In 2000, the amputation rate across VA for diabetic patients was 10.2 percent. In 2013 that rate is down to 2.1 percent nationally, and just 1.6 percent at Charleston VAMC. Physical Therapist Mark Golub, who tracks the rates and works to rehab Veterans facing amputation attributes the dramatic decrease to foot checks that are conducted each time a diabetic patient is seen and education that involves Veterans in self-care.
“A lot of negatives add up,” said Golub. “If a patient is not taking his medications, not getting good nutrients, not doing what the doctor says, they’re not going to have good outcomes.” Golub and Diabetic Educator Cheryl Pratt, RN have made it their mission to change that possibility.
Pratt teaches group and individual classes for pre-diabetics (those with an elevated blood sugar but not a diagnosis of diabetes yet), patients who are newly diagnosed and diabetic patients who need a refresher to improve their health. She teaches seven goals: healthy eating, physical activity, reducing risk, stress and coping, taking medications, problem solving and weight management to help Veterans manage their disease. Pratt, who is part of the VAMC’s four-person diabetes education team, is a member of the group that is the only nationally certified program accredited by the American Diabetes Association in the VA Southeast Network.
“Most amputations are the result of an infection that won’t heal,” Pratt explained. Diabetic patients often experience loss of good circulation which is critical for healing. Pratt stresses the importance of exercise to patients as it can increase blood flow to the feet.
Golub stresses appropriate footwear and wearing diabetic socks.
“Most people don’t realize they’re wearing the wrong size shoe,” Golub said. Appropriate footwear should have good arch support, proper width and length and a square or box toe to avoid putting pressure on the foot.

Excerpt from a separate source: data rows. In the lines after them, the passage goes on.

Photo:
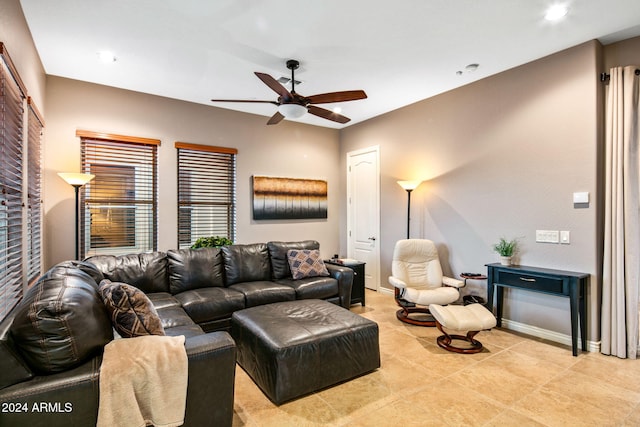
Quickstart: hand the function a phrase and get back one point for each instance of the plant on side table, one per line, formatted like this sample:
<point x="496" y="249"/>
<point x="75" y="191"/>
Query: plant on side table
<point x="211" y="242"/>
<point x="506" y="249"/>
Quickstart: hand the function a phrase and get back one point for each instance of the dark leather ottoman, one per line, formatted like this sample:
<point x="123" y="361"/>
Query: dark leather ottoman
<point x="293" y="348"/>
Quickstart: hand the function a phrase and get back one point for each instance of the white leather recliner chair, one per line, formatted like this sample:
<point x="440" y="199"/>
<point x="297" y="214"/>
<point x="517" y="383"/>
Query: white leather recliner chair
<point x="418" y="281"/>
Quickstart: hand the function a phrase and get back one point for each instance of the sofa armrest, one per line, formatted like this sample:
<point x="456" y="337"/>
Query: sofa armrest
<point x="344" y="276"/>
<point x="212" y="370"/>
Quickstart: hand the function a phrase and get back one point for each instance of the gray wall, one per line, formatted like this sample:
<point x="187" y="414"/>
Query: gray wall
<point x="16" y="36"/>
<point x="499" y="157"/>
<point x="287" y="150"/>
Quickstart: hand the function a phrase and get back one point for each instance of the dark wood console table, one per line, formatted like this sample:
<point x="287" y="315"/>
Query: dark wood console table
<point x="554" y="282"/>
<point x="357" y="289"/>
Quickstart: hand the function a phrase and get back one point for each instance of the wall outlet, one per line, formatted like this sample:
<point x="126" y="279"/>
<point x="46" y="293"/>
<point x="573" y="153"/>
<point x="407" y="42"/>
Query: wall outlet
<point x="547" y="236"/>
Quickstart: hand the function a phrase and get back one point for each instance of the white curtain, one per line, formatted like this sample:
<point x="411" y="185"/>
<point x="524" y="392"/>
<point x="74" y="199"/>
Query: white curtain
<point x="621" y="264"/>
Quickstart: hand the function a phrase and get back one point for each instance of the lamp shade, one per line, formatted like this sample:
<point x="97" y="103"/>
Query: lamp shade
<point x="292" y="111"/>
<point x="409" y="185"/>
<point x="74" y="179"/>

Diabetic socks have no seams for the same reason.
One in every four Americans is diabetic, and South Carolina has the seventh highest rate for diabetes in the country.
“It’s an epidemic,” said Pratt. “Diabetes may lead to complications and even death, but it is truly a disease that can be managed.”
The reduced amputation rate for Charleston VAMC patients is proof of that, according to Golub, and regular foot checks, patient education and diabetes management are the keys that make it possible.